Remark: Note that currently in [AAp2] methods like impose-column-names and column-bind are implemented via impose-row-names and row-bind.

Recommendations computations

Recommendations, both by history and by profile, use three steps:

  1. Mapping of the history (profile) into a sparse matrix object
    • Denote with spec-vector.
  2. Sparse linear algebra operations (dot product) with the spec-vector and the recommender matrix.
    • Denote with rec-vector.
  3. Getting top-k elements from the rec-vector and forming the result.
    • The result can be a list of sorted pairs or a sparse matrix object.
    • Three parameters are acted upon in this step:
      • Taking of the top-K recommendations with the highest scores.
      • Removing the history from the recommendations.
        • When recommendation by history is computed.
      • Normalizing the scores.

Remark: Sparse vectors are represented as sparse matrix objects with one row or column.

Step 3 has a "vector result" alternative -- that is specified with the option :vector-result. Vector results are formed via the method Math::SparseMatrix.top-k-elements which has an efficient implementation in "Math::SparseMatrix::Native".

Remark: Vector results of recommendation computations are useful as intermediate results for computations, like, classification by profile.

Remark: Vector results recommendations can be generalized into algorithms (class methods) that do batch recommendations -- the argument is a list of profiles or matrix representing profiles.

Obviously, computational performance is influenced at all three steps above. The most important and computationally intensive step (i.e. with most operations) is the second one, but after making it fast -- by using native sparse linear algebra implementations -- the third step takes the most time.

Next, we discuss each step in turn.

Making of a profile vector

Sparse matrix computations

The package versions 0.0.3 or later use the fastest sparse matrix multiplications. (Based on "Math::SparseMatrix::Native", [AAp2].) Initially, I was not sure what is the best design. Here are my considerations:

  • The "native" calculations should be switched on and off.
    • Useful for comparison, tracing, and testing purposes.
  • Initially, it is not clear to me where the native computations should be specified/invoked. Two native switch on/off options:
    1. Should the native coercion be implemented at "Math::SparseMatrix" level?
      • I.e. if one of the multiplier is native the other is turned into native too.
    2. Should "Math::SparseMatrixRecommender" decide on "native or not" depending on the matrices and a flag?
      • Using the second option proved to be easier to implement and test.

Final result

The third step that forms the final result is the slowest.

History filtering

The recommendation vector filtering is currently too slow.

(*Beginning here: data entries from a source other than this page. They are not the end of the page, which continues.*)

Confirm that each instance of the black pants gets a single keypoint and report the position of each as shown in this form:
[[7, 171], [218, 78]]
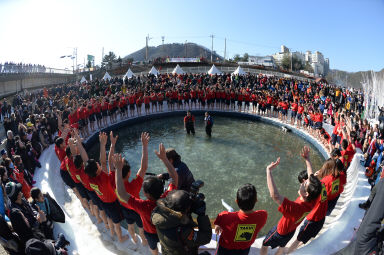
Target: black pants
[[190, 129], [208, 130]]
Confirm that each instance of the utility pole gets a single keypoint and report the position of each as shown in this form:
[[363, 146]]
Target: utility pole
[[212, 48], [225, 48], [146, 47], [75, 51], [186, 55]]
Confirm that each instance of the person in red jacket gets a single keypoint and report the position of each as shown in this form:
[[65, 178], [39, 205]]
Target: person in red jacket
[[139, 102], [133, 187], [293, 212], [101, 182], [299, 117], [239, 229], [294, 109], [154, 101], [147, 100], [132, 103], [153, 189], [160, 99]]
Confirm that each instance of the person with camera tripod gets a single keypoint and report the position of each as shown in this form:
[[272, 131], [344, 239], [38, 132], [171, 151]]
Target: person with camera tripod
[[175, 227]]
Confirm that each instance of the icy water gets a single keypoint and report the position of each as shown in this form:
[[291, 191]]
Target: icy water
[[237, 153]]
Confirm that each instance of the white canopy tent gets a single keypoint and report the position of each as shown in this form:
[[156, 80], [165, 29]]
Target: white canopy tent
[[239, 71], [178, 70], [154, 71], [129, 74], [214, 70], [83, 80], [107, 76]]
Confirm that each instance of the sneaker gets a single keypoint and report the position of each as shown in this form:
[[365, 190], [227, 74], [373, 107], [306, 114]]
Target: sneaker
[[364, 205]]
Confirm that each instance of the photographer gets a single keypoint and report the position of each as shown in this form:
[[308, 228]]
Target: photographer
[[185, 176], [175, 227]]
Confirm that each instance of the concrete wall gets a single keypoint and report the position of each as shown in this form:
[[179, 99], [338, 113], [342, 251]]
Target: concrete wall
[[12, 84]]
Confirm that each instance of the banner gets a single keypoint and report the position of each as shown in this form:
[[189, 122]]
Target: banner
[[90, 58], [182, 60]]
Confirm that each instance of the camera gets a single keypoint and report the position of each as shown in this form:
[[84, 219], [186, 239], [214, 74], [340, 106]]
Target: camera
[[198, 205], [195, 188], [61, 242]]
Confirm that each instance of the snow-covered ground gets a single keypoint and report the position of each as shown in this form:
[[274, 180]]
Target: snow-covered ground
[[87, 237]]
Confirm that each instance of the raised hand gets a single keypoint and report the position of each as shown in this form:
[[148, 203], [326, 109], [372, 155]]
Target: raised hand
[[113, 139], [145, 138], [103, 138], [118, 161], [273, 164], [161, 153], [305, 153], [75, 133]]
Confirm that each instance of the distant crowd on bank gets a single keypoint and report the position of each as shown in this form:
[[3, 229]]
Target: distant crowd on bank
[[10, 67], [65, 115]]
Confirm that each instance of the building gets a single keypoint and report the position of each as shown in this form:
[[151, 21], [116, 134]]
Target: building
[[316, 59], [284, 51], [267, 61]]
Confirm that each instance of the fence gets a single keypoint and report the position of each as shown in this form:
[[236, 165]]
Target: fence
[[231, 69]]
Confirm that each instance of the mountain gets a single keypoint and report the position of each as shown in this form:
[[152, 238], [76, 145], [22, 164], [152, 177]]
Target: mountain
[[349, 79], [190, 50]]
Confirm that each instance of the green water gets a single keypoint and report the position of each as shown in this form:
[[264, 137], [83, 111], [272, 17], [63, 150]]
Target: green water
[[237, 153]]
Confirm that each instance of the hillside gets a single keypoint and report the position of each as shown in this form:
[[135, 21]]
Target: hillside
[[191, 50], [348, 79]]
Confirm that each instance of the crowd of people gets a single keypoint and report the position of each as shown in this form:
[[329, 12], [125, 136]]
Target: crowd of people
[[66, 115], [10, 67]]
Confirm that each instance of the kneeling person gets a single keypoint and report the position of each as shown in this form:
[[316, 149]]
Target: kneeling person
[[175, 227], [239, 229], [293, 212]]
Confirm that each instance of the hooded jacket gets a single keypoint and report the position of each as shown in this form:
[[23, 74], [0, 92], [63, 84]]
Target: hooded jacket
[[176, 231]]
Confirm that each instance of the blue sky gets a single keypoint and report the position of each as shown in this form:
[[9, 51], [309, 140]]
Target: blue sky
[[350, 33]]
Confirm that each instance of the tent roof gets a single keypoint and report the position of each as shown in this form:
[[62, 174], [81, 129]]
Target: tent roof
[[214, 70], [129, 74], [107, 76], [154, 71], [239, 71], [178, 70]]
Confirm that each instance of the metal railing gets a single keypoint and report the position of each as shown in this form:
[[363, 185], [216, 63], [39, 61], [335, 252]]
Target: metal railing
[[230, 69], [10, 69]]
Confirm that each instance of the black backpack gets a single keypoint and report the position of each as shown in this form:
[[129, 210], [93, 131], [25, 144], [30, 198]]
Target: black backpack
[[56, 214]]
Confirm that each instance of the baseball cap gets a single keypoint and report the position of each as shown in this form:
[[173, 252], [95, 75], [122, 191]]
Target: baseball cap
[[37, 247], [12, 189]]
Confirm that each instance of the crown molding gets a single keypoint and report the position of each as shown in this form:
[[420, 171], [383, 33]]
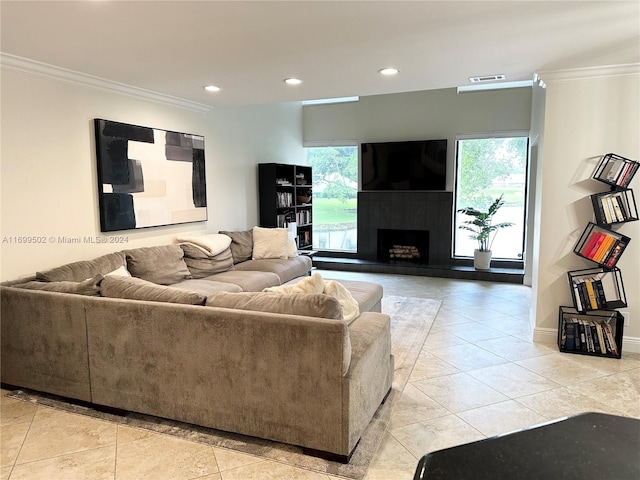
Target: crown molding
[[33, 67], [607, 71]]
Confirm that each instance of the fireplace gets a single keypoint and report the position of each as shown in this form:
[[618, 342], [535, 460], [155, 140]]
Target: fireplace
[[403, 246]]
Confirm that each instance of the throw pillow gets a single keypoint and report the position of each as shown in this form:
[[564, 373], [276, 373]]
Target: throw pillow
[[213, 243], [121, 271], [307, 304], [241, 245], [138, 289], [80, 271], [90, 286], [201, 264], [270, 243], [163, 264]]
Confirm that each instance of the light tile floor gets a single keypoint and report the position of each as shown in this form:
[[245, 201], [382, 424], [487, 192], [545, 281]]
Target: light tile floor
[[478, 375]]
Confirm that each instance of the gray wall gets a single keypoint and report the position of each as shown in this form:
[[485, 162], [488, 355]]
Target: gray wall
[[424, 115]]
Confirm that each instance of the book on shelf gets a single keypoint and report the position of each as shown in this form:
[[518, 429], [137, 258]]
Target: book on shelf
[[594, 292], [606, 209], [589, 336], [615, 253], [627, 173], [583, 337], [611, 339], [570, 335], [614, 170], [592, 244]]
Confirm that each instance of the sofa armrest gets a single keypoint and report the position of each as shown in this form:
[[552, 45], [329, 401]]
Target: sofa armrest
[[44, 342], [370, 374]]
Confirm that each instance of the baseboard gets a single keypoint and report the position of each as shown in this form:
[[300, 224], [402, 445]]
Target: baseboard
[[550, 335]]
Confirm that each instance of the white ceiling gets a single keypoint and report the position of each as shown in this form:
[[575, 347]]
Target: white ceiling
[[335, 47]]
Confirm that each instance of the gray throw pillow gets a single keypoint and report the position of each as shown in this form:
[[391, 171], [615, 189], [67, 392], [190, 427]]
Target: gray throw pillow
[[132, 288], [80, 271], [241, 245], [308, 304], [201, 264], [90, 286], [163, 264]]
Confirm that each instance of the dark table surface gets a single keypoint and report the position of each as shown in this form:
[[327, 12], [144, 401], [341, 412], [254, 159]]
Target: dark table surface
[[584, 446]]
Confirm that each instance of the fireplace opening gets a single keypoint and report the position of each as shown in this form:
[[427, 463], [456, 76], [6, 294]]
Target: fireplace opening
[[403, 246]]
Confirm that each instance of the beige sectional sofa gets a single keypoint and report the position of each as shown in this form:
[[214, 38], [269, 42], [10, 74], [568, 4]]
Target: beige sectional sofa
[[214, 351]]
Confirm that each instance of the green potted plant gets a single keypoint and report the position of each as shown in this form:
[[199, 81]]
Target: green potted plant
[[484, 231]]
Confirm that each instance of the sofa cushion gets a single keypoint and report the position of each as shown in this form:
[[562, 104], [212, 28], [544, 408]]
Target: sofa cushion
[[247, 281], [201, 264], [206, 287], [368, 295], [285, 269], [80, 271], [307, 304], [212, 243], [121, 271], [138, 289], [241, 244], [270, 243], [90, 286], [162, 264]]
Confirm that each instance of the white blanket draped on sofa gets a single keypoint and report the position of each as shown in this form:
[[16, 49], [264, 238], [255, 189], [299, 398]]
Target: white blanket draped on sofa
[[316, 284]]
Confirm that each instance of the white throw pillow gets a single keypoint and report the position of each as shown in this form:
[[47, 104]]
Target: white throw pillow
[[270, 243], [292, 248], [119, 272], [213, 243]]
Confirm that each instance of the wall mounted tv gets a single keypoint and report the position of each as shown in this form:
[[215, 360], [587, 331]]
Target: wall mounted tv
[[411, 165]]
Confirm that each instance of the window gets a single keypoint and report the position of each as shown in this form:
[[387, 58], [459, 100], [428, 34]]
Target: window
[[485, 169], [335, 192]]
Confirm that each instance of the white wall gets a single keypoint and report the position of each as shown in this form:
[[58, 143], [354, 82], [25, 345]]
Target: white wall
[[585, 117], [430, 114], [48, 165]]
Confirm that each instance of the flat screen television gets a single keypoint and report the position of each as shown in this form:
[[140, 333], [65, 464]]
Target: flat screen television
[[412, 165]]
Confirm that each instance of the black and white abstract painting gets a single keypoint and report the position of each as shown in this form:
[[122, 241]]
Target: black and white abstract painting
[[148, 177]]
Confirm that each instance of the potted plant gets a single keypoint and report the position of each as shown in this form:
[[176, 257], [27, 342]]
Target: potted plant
[[483, 231]]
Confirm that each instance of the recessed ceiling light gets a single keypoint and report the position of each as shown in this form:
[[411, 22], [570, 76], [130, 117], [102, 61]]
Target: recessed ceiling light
[[388, 71], [487, 78]]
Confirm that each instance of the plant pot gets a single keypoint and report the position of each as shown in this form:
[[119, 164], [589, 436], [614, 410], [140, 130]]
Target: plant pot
[[481, 259]]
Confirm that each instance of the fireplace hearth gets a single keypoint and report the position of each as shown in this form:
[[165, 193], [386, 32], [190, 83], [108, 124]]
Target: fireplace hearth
[[403, 246]]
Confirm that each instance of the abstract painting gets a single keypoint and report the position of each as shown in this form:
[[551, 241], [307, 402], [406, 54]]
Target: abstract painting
[[148, 177]]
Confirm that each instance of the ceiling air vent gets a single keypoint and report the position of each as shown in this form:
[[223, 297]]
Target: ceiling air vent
[[487, 78]]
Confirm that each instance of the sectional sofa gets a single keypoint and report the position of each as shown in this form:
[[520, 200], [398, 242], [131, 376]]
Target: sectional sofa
[[186, 333]]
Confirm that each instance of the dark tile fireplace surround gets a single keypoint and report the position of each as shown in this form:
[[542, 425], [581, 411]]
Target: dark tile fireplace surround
[[410, 233]]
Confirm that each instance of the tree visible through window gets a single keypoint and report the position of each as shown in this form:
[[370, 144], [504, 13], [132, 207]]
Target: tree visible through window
[[335, 192], [486, 169]]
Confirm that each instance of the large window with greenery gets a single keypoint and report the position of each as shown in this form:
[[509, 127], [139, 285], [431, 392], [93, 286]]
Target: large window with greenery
[[485, 169], [335, 192]]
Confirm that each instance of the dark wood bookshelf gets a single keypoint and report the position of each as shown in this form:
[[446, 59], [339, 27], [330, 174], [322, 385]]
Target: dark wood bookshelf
[[615, 170], [597, 333], [285, 193], [597, 289], [601, 245]]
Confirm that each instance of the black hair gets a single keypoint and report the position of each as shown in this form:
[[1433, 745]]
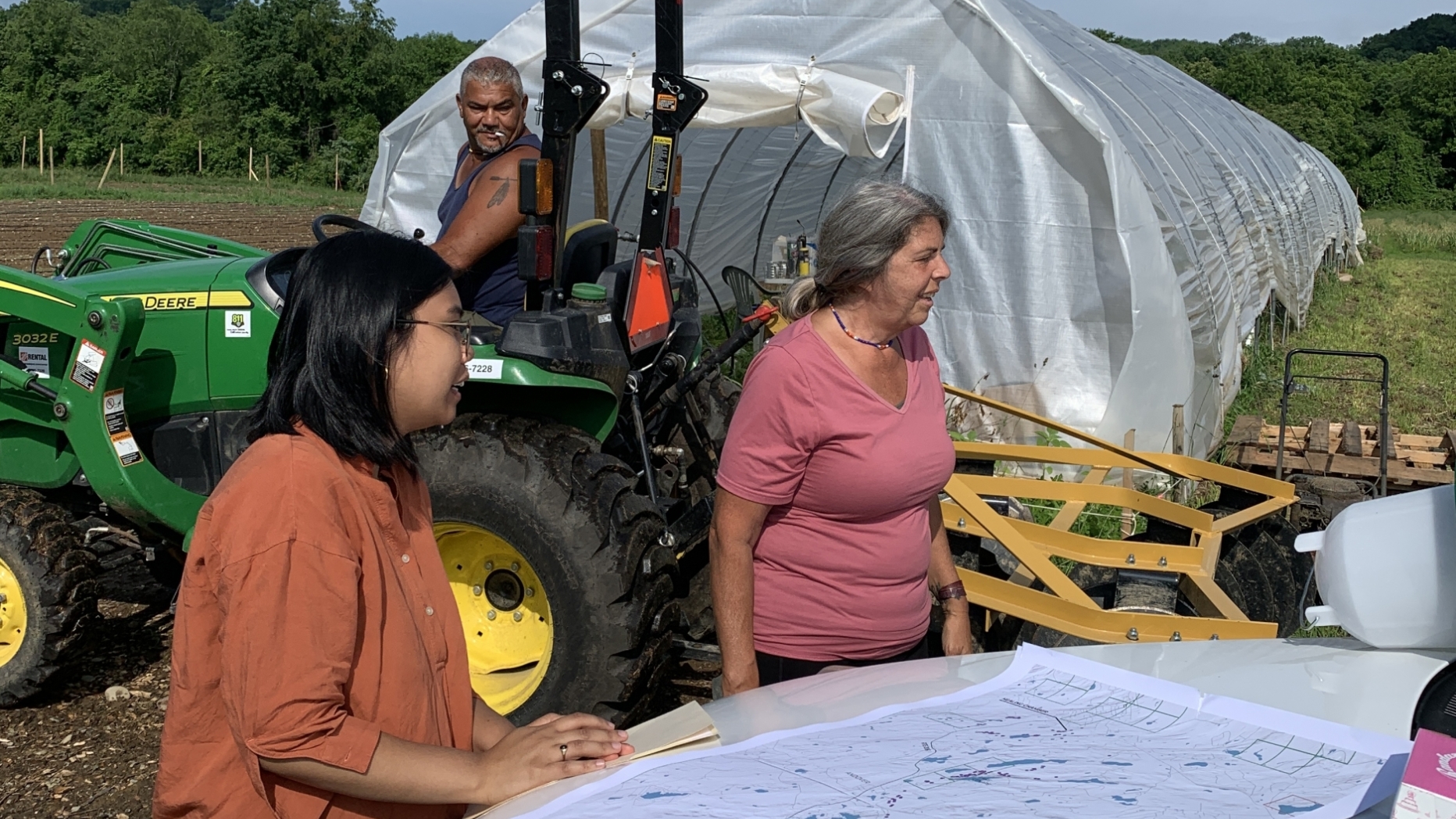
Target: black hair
[[340, 327]]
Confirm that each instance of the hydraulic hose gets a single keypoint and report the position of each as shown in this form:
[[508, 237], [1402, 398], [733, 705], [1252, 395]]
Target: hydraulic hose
[[741, 337]]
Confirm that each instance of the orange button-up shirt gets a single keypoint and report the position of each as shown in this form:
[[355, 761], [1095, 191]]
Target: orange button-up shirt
[[313, 614]]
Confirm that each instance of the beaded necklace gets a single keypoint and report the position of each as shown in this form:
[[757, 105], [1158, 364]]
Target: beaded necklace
[[876, 345]]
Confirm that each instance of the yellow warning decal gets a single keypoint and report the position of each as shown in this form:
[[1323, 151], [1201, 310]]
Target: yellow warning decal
[[30, 291], [190, 301], [660, 163]]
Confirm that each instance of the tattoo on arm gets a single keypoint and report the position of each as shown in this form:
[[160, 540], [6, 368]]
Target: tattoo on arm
[[500, 193]]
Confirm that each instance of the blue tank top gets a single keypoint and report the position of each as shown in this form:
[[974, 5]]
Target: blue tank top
[[491, 286]]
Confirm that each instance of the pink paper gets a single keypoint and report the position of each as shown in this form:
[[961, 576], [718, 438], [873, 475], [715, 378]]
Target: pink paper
[[1433, 764]]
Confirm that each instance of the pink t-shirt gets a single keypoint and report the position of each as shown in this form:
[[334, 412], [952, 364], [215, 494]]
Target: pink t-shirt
[[840, 567]]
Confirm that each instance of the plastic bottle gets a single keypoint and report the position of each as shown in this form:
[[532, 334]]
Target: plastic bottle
[[1386, 570]]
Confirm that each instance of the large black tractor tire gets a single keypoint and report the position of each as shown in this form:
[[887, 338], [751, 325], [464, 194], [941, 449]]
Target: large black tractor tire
[[606, 591], [1098, 581], [1262, 571], [47, 578], [717, 397]]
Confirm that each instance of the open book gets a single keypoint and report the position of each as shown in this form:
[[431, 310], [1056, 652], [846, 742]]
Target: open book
[[676, 732]]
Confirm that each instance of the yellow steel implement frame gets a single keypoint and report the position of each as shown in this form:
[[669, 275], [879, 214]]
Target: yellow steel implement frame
[[1066, 606]]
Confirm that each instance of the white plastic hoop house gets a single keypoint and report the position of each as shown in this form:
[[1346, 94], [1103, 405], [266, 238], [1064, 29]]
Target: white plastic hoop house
[[1117, 226]]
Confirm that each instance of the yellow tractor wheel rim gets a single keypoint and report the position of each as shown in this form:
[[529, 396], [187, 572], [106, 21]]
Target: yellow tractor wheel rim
[[504, 611], [12, 614]]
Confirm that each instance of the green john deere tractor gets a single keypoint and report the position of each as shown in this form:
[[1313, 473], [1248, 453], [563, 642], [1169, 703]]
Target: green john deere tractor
[[571, 495]]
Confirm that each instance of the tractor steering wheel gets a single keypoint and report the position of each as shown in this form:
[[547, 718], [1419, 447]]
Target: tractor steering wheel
[[338, 220]]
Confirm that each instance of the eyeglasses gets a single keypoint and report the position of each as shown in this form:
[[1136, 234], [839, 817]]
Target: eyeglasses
[[460, 330]]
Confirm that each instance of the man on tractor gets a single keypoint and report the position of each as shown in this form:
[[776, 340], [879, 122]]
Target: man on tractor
[[478, 215]]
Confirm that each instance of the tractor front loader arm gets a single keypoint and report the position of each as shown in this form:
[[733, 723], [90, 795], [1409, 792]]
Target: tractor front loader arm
[[87, 407]]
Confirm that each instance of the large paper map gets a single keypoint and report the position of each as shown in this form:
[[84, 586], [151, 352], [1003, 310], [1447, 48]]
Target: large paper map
[[1051, 736]]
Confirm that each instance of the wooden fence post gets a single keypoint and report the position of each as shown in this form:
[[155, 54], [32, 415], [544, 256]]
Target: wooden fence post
[[1129, 524], [1183, 487], [108, 170], [599, 172]]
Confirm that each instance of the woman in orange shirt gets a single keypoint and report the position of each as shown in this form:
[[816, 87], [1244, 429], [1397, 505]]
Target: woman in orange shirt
[[319, 663]]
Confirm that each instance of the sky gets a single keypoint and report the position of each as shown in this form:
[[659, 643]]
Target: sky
[[1346, 22]]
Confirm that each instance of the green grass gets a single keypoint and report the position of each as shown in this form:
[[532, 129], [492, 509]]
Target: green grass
[[1398, 303], [80, 184]]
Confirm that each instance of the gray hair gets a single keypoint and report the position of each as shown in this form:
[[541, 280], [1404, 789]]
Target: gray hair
[[492, 72], [856, 241]]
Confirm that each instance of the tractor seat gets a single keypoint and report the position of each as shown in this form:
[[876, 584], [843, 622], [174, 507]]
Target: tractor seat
[[590, 248]]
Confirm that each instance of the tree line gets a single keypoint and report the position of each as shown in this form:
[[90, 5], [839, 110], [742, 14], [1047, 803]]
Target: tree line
[[1382, 111], [310, 82], [303, 82]]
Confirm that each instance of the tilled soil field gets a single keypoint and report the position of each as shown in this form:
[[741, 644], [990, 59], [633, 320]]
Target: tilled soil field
[[28, 225]]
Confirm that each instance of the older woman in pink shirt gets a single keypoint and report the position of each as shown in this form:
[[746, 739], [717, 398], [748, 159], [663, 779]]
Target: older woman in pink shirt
[[827, 541]]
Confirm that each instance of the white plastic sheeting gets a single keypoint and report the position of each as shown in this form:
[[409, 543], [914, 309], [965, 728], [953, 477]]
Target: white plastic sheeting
[[1117, 226]]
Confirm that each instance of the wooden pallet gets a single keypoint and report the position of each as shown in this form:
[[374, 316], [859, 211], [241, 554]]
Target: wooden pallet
[[1344, 449]]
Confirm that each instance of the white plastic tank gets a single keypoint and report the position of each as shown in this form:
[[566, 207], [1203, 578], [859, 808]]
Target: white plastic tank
[[1386, 570]]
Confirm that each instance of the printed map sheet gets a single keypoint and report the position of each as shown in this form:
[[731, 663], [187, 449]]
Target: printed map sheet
[[1055, 735]]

  • Currently, sparse element-wise multiplication is used.
  • There are several alternatives to try out (and see which is faster.)

Top-K recommendations

For recommendations by profile using "the obvious route" of conversion of the result vector into a list of rules and then taking the largest pairs is ≈11 times slower than the core dot-product computation.

Using the values and indexes of native object directly or via Math::SparseMatrix::NativeAdapter provides faster computations.

References

[AAp1] Anton Antonov, ML::SparseMatrixRecommedner, Raku package, (2025), GitHub/antononcube. (At raku.land).

[AAp2] Anton Antonov, Math::SparseMatrix, Raku package, (2024-2025), GitHub/antononcube. (At raku.land).

[AAp3] Anton Antonov, Math::SparseMatrix::Native, Raku package, (2024-2025), GitHub/antononcube. (At raku.land).